Let $S^3$ be the 3-sphere, and $\Sigma$ be a 2-dimension manifold. Let $\omega$ be a 2-form on $\Sigma$. $f:S^3\rightarrow \Sigma$ is a $C^{\infty}$ map.Then there is a 1-form $\alpha$ on $S^3$ such that $f^{\ast}\omega=d\alpha$.For such an $\alpha$, define $I(\alpha)=\int_{S^3}\alpha\wedge d\alpha$.

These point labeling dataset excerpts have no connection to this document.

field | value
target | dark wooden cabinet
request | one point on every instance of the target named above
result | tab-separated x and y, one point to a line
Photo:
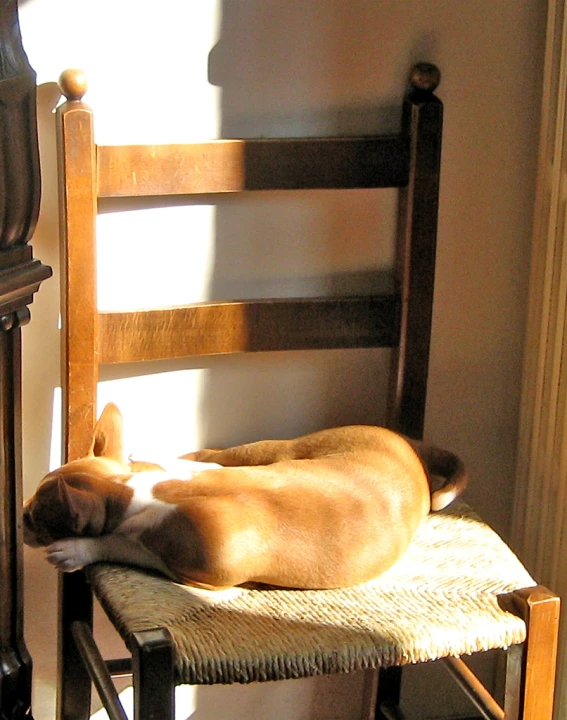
20	278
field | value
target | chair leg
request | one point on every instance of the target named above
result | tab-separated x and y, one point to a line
530	672
153	675
73	681
388	696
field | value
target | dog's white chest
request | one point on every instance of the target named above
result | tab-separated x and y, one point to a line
146	511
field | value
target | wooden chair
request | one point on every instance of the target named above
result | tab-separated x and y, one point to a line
458	591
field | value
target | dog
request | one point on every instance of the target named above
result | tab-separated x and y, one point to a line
334	508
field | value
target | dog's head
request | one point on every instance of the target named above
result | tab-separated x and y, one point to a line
81	497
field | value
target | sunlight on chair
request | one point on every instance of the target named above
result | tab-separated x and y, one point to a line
185	703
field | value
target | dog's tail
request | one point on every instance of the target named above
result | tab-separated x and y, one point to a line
448	476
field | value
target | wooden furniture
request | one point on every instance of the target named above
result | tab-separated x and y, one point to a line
20	278
459	590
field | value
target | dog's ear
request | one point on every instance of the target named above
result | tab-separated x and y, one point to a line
108	435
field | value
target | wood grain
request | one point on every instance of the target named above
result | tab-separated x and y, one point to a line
226	166
249	326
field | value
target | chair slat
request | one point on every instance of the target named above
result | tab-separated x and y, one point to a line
224	166
249	326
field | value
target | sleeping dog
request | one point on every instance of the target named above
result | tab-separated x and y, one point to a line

$(1)$ Prove that $I(\alpha)$is independent of the choice of $\alpha$
$(2)$ In the case $\Sigma$ is the 2-torus $T^2$,prove that there are 1-form $\eta_1,\eta_2$ and $\eta_3$ on $\Sigma$ such that $\omega=\eta_1\wedge \eta_2+d\eta_3, d\eta_1=d\eta_2=0.$
$(3)$ Prove that when $\Sigma$ is the 2-torus $T^2$,$I(\alpha)=0$
I have proved$(1)$:
Since $f^{\ast}\omega$ is a 2-form on $S^3$ and $df^{\ast}\omega=f^{\ast}d\omega=0,$$H_{DR}^2(S^3)=0$ yields that there is a 1-form $\alpha$ on $S^3$ such that $d\alpha=f^{\ast}\omega.$ Suppose another $\hat\alpha$ satisfies $d\hat\alpha=f^{\ast}\omega,$then $d(\alpha-\hat\alpha)=0$,therefore there is a 0-form $g$ such that $\alpha-\hat\alpha=dg.$
Now $I(\alpha)-I(\hat\alpha)=\int_{S^3}(\alpha-\hat\alpha)\wedge d\alpha=\int_{S^3}dg\wedge d\alpha=\int_{S^3}d(g\wedge d\alpha)=\int_{\partial S^3}g\wedge d\alpha=0$ by Stokes's thm.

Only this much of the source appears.